Performing a Basic Simulation

Firstly load the Haskell input file circuit.hs using the Open command on the File menu.

Select the Start Simulation command on the Quantum menu. You will be presented with the dialog box in Figure 35.

_{Figure 35}

Enter the circuit to evaluate in the Function edit field. If the function is a quantum factorisation function (and it agrees with the implementation described in XXXX) then select the input type 'For quantum factorisation'. Otherwise leave the selection on 'From Haskell Input'.

Next, select the type of output format that you require. If you select 'Probabilities' the simulation will output the real probabilities of circuit upon completion of the simulation. Selecting Amplitudes results in complex amplitudes being output. Use 'Histogram of values' if you want to perform a histogram over the output. This is usually the what you would select if your circuit was made of more than one quantum register and you wanted to output the results of one only register (for instance in quantum factorisation).

Then select the bits that you would like to be output. If you have selected a type of Probabilities or Amplitude then the rest of the output bits are assumed to be zero. For instance, choosing bits 2 to 3 will result in the amplitudes or probabilities of the values 4 to 7 being output. If the type of output is a histogram then you will get a histogram of the probabilities of observing all of the different combinations of the bits that you select.

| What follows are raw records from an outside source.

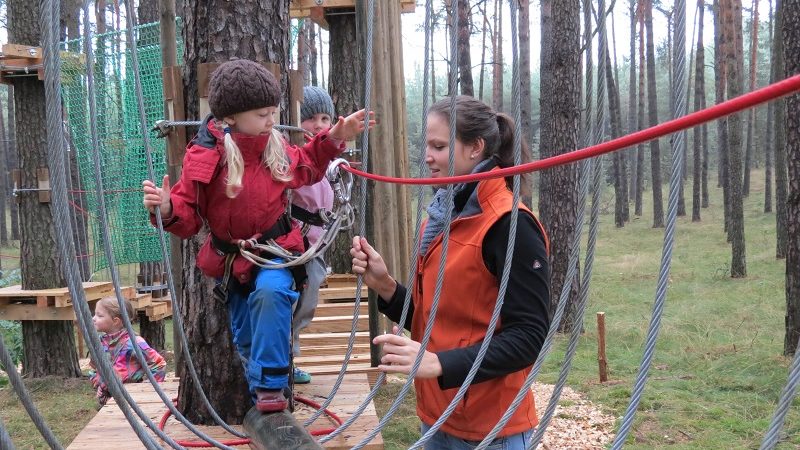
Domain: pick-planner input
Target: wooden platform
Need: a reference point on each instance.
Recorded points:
(56, 304)
(110, 430)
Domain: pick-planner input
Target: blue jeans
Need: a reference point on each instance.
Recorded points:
(445, 441)
(261, 322)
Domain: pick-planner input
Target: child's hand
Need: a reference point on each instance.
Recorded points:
(155, 196)
(348, 127)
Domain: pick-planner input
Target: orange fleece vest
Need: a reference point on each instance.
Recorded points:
(469, 294)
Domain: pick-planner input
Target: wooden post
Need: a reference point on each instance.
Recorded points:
(601, 347)
(173, 110)
(277, 431)
(390, 237)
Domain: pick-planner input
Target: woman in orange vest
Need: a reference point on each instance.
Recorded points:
(479, 231)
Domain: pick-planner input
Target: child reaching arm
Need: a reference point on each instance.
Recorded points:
(235, 175)
(118, 347)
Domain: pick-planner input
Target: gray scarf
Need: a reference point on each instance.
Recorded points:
(437, 214)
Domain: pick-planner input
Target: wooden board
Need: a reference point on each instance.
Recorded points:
(340, 309)
(337, 324)
(110, 429)
(341, 293)
(51, 304)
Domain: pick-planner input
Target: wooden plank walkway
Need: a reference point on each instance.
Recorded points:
(109, 429)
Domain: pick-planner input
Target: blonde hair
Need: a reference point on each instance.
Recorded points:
(275, 159)
(111, 305)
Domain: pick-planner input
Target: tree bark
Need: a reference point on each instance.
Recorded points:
(523, 20)
(720, 76)
(49, 346)
(258, 31)
(781, 174)
(620, 191)
(464, 58)
(640, 121)
(147, 12)
(751, 113)
(560, 105)
(4, 182)
(346, 81)
(791, 53)
(12, 161)
(652, 105)
(497, 66)
(769, 140)
(632, 101)
(699, 94)
(735, 69)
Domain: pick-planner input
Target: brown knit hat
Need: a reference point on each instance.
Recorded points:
(241, 85)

For instance, choosing bits 2 to 3 will output a table containing the probability of observing 00, 01, 10 and 11 on bits 2 and 3.

The Format section allows you to select between outputting values in binary or decimal. 'Selecting Output To File' will cause the output of the simulator to be dumped to a file. Leaving this field unselected results in the output being placed in the simulator window.

Select OK to start the simulation. If you have selected the 'quantum factorisation' option then you will then be presented with a dialog box (shown in Figure 36) where you can enter the number to factorise. The number to factorise will be constrained by the size of the circuit in accordance with Shor's algorithm.

_{Figure 36}

SIMULATION PROGRESS

During the simulation a progress dialog box will appear. An example is shown in Figure 37. You can terminate the simulation at any time by pressing the Cancel button at the bottom of the box.

_{Figure 37}

The top section of the dialog box shows information on the simulation being executed and the algorithm being used to simulate the circuit. A progress meter occupies the middle section. At the lower end of the dialog box is a graphical display of the current state of the simulation. The graphical display is turned off by default as can halve the execution speed of the simulation. The 'Show graphical progress' check-box allows you to toggle the graphics on or off. The '2/3 histogram option' shows a histogram of the first 2/3 of the circuit and allows a graphical representation of the output from a quantum factorisation. The dialog box can be resized in order to expand the view of the graph.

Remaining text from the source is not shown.